Sebagai daerah yang diberikan otonomi khusus oleh Pemerintah, Aceh juga diberikan anggaran khusus yang cukup besar dari Pemerintah Pusat.
Besarnya anggaran yang dikelola oleh Pemerintah Aceh itu berpotensi terjadinya penyimpangan-penyimpangan, sehingga KPK menempatkan Aceh sebagai provinsi yang paling rawan terjadinya tindak pidana korupsi.
Hal demikian diungkapkan Kepala Kejaksaan Tinggi Aceh Raja Nafrizal disela-sela pelantikan dan pengambilan sumpah sejumlah pejabat dijajaran Kejaksaan Tinggi Aceh, Kamis (23/06).
Raja mengakui, pihak Kejaksaan melakukan berbagai upaya pencegahan terjadinya tindak pidana korupsi di Aceh baik melalui upaya preventif maupun refresif, salah satunya dengan membentuk T4D untuk mendampingi SKPA dalam melakukan pembangunan di Aceh.
“Aceh mendapatkan anggaran yang khusus, kalau penelitian ICW Aceh ini masuk 10 besar rawan korupsi.
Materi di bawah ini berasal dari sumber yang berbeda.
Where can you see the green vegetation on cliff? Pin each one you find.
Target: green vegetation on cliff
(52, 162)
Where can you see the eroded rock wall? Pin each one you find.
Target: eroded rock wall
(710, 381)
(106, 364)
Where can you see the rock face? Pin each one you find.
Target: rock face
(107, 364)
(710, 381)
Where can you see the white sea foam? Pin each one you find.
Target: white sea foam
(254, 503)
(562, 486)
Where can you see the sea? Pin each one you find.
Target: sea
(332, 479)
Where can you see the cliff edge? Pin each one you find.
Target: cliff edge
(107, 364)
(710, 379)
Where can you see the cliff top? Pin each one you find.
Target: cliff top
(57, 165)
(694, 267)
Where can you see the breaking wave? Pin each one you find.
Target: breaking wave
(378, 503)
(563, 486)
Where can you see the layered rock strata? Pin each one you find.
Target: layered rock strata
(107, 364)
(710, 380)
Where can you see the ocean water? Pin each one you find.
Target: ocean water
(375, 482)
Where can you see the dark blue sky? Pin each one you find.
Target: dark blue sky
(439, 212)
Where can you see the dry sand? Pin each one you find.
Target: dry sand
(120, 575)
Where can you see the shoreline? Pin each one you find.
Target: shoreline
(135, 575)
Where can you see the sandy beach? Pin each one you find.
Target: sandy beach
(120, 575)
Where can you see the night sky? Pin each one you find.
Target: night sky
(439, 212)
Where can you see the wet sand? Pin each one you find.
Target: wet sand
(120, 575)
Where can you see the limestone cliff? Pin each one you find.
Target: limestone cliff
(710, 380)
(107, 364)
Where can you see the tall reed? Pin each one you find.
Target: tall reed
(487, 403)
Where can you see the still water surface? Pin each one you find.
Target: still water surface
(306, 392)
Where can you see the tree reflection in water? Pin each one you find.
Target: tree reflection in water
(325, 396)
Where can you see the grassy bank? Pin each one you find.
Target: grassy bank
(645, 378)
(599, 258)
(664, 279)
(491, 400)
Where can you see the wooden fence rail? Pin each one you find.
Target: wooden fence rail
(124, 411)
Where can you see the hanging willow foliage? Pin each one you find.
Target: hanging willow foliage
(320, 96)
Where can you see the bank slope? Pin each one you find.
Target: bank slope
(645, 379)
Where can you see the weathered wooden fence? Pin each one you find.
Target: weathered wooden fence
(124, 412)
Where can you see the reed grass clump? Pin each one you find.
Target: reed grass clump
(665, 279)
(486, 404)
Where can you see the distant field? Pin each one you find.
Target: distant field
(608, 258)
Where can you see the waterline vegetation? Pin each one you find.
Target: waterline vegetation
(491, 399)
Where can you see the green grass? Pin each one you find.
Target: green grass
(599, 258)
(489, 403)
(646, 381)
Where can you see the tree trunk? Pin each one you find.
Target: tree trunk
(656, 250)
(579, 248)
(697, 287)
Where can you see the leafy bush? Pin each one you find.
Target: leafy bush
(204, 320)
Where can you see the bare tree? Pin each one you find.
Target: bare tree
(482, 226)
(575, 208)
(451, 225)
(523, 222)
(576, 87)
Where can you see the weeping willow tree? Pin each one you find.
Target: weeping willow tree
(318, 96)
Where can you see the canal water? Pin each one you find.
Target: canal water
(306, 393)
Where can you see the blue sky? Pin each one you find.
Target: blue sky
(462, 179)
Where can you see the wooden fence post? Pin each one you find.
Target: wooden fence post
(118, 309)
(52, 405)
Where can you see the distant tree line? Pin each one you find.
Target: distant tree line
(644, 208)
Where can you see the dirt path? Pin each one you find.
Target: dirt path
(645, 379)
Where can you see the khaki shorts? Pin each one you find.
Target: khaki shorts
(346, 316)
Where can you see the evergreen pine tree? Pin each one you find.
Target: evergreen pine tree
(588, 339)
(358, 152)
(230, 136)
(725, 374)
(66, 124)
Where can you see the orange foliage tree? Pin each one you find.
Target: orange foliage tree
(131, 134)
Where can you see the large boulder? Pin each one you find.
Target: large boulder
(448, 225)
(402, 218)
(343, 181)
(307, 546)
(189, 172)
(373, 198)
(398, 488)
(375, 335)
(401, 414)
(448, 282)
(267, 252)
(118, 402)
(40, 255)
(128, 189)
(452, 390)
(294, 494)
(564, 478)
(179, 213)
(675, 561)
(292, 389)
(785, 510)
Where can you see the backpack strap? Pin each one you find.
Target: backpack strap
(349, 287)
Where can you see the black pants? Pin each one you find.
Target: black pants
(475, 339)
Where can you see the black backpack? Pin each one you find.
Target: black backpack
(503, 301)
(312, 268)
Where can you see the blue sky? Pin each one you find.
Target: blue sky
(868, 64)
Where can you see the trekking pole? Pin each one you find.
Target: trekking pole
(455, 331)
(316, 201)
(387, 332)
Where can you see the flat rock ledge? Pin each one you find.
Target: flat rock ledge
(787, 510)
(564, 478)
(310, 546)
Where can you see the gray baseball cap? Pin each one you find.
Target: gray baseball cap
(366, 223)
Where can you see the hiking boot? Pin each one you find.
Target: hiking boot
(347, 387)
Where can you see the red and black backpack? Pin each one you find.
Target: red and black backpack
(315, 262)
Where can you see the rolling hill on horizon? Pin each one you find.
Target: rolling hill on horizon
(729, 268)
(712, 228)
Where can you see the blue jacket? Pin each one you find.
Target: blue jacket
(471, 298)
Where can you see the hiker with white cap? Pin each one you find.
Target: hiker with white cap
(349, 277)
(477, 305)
KPK juga memasukkan Aceh sebagai rawan korupsi,”lanjutnya.
Sementara itu terkait pelantikan sejumlah pejabat dijajaran Kejaksaan Tinggi Aceh, Raja berharap pejabat yang baru untuk menyelesaikan tugas-tugas dari pejabat lama dan membuat program-program yang lebih baik.
Adapun sejumlah pejabat yang dilantik masing-masing, Mansur sebagai Wakil Kepala Kejaksaan Tinggi Aceh, Teuku Rahmadsyah sebagai Assiten Tindak Pidana Khusus Kejaksaan Tinggi Aceh.
Selanjutnya, Jabal Nur sebagai kepala Kejaksaan Negeri Aceh Utara, Djamaluddin sebagai Kepala Kejaksaan Negeri Simeulu, Mochamad Jefry sebagai Kepala Kejaksaan Negeri Bireun, Rohim sebagai Kepala Kejaksaan Negeri Sabang, Effendi sebagai Kepala Kejaksaan Negeri Pidie, Agung Ardyanto sebagai Kepala Kejaksaan Negeri Gayo Lues dan Abdul Kahar Muzakkir sebagai Koordinator pada Kejaksaan Tinggi Aceh.